Ultra Business Tycoon III claims to be a port of a 90s business simulation game, and does a great job replicating in text the aesthetic of 8-bit games and our nostalgia for them. It's an aesthetic I love: bright reds and purples, white streaks imitating reflections, the cyberpunk jewels of nocturnal cities. Of course, Porpentine put words to it better than I ever could. There is even an intentional glitch sequence.
This absurdism and exuberance is filtered through a story-outside-the-story, the story of the player of Ultra Business Tycoon III. Unlike the Tycoon (whose sex and name you can choose), the player is not customisable. She (I believe she's female, but I think some passages could be read both ways) is a teenager, hiding from abusive parents in the power-fantasy of the game. She is transgender: ironically, PorpCo would be her ally, not her enemy. She has a strained relationship with her older sister. She is also a memory: some of the italicised passages mention her adult life, implying that she got out of that prison eventually.
The game was apparently Porpentine's most extensive work, at least at the time, and it shows. Twine works often get the "not a real game" label, but that doesn't apply here. The puzzles are excellent, and occasionally difficult enough to leave me stumped for months (again, like the generation of games that inspired this). The one that stumped me for the longest time was finding the password to Oasis Zone VI.
(Spoiler - click to show)Eventually, with some hints from other reviews, I realised that you're supposed to type in the serial number from the NFO sheet Porpentine created for the game. At first, I was a bit disappointed: the developer has a password field, the ultimate puzzle; she could have dropped any kind of clever hints in various parts of the game, why just hand us the password? Then I realised: the puzzle is to think like a capitalist. You need to have the capitalist mindset --to have, yeah, bought into it-- to realise that the game will reward you for merely buying it legally rather than filesharing. Like Sierra's King's Quest III, which gave you more points for following the copy-protection instructions than for the puzzles you legitimately solved.
I have some nitpicks, like I always do. As far as I'm aware, the game cannot be placed in an unwinnable state (bad endings will kill you and let you respawn back at the hub, which is nice and merciful), but it is still possible to end up playing several iterations of an ending that requires clicking through non-interactive screens before you respawn. In my experience, even the best prose (and this game has darn good writing) loses its lustre if you read it a few times in quick succession. The ending is -- not bad, but a bit unbalanced.
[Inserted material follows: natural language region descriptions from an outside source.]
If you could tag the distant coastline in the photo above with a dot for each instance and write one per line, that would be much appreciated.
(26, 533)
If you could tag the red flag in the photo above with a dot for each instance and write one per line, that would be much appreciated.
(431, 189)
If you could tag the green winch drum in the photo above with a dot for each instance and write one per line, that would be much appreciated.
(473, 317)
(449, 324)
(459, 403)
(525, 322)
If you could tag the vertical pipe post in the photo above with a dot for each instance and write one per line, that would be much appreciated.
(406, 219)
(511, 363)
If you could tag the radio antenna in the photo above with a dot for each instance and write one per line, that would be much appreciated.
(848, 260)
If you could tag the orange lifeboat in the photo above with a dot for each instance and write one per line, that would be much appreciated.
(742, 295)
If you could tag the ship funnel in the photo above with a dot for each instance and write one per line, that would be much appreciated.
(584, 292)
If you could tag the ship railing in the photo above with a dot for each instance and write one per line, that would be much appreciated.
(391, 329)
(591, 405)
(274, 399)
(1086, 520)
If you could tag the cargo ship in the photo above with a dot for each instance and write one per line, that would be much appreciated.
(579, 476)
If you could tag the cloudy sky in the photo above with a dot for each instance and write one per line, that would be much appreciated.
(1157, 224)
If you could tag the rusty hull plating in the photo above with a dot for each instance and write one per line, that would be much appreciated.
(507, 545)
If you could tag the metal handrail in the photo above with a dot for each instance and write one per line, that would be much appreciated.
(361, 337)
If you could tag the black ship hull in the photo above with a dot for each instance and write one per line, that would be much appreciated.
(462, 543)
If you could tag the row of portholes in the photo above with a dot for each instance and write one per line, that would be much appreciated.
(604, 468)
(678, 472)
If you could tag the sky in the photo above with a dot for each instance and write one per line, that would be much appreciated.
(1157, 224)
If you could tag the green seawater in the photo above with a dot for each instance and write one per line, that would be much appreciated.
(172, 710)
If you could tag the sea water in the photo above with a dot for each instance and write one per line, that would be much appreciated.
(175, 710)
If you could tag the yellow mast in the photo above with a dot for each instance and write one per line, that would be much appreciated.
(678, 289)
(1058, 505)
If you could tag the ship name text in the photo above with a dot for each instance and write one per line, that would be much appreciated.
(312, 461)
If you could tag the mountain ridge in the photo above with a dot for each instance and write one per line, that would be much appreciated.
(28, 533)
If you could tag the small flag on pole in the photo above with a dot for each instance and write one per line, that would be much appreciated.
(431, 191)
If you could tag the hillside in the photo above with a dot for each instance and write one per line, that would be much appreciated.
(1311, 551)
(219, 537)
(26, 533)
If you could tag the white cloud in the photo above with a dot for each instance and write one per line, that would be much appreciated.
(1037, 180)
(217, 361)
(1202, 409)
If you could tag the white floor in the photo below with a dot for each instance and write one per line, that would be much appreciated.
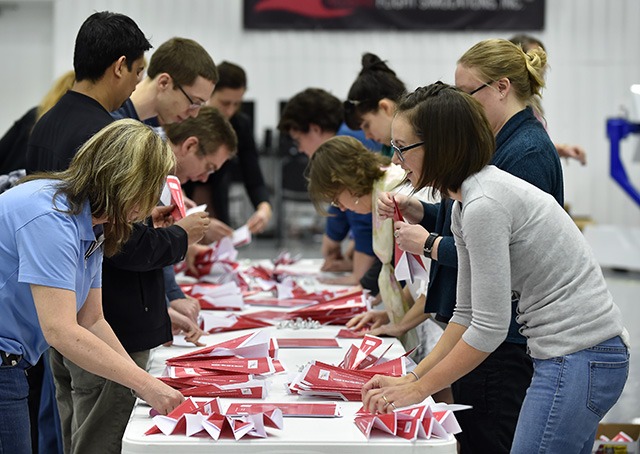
(625, 288)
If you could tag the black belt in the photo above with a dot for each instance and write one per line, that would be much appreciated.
(10, 359)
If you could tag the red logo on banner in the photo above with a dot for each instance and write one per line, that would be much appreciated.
(309, 8)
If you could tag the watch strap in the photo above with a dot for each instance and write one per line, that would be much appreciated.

(Spoiler - click to show)But then, I guess that is the point. The old sim game only gives you a bald "YOU HAVE WON" screen. Our player gets something at least hopeful.
I could probably go on about this game for page after page: the layers of irony in providing a capitalist "buy this game legally" message in a freeware pastiche that has never been for sale, for example. But I'll leave with this:
The video games that my generation loved and are shaped by were created by corporations to make the maximum amount of money. So is most art, of course, but video games make it blatant: they intensify stimuli, rewarding us with visuals and music and expanding storylines, making us work for more stimuli, making us feel guilty for putting the game away in frustration. It's manipulation. If I were to write a story where the main character is as influenced as I was by, for example, Zelda or Final Fantasy VII, it would come off as product placement. And yet, that dreamlike experience of exploring new worlds is equally true.
HyperCapitalism and sense of wonder. Ultra Business Tycoon III shows where they intersect.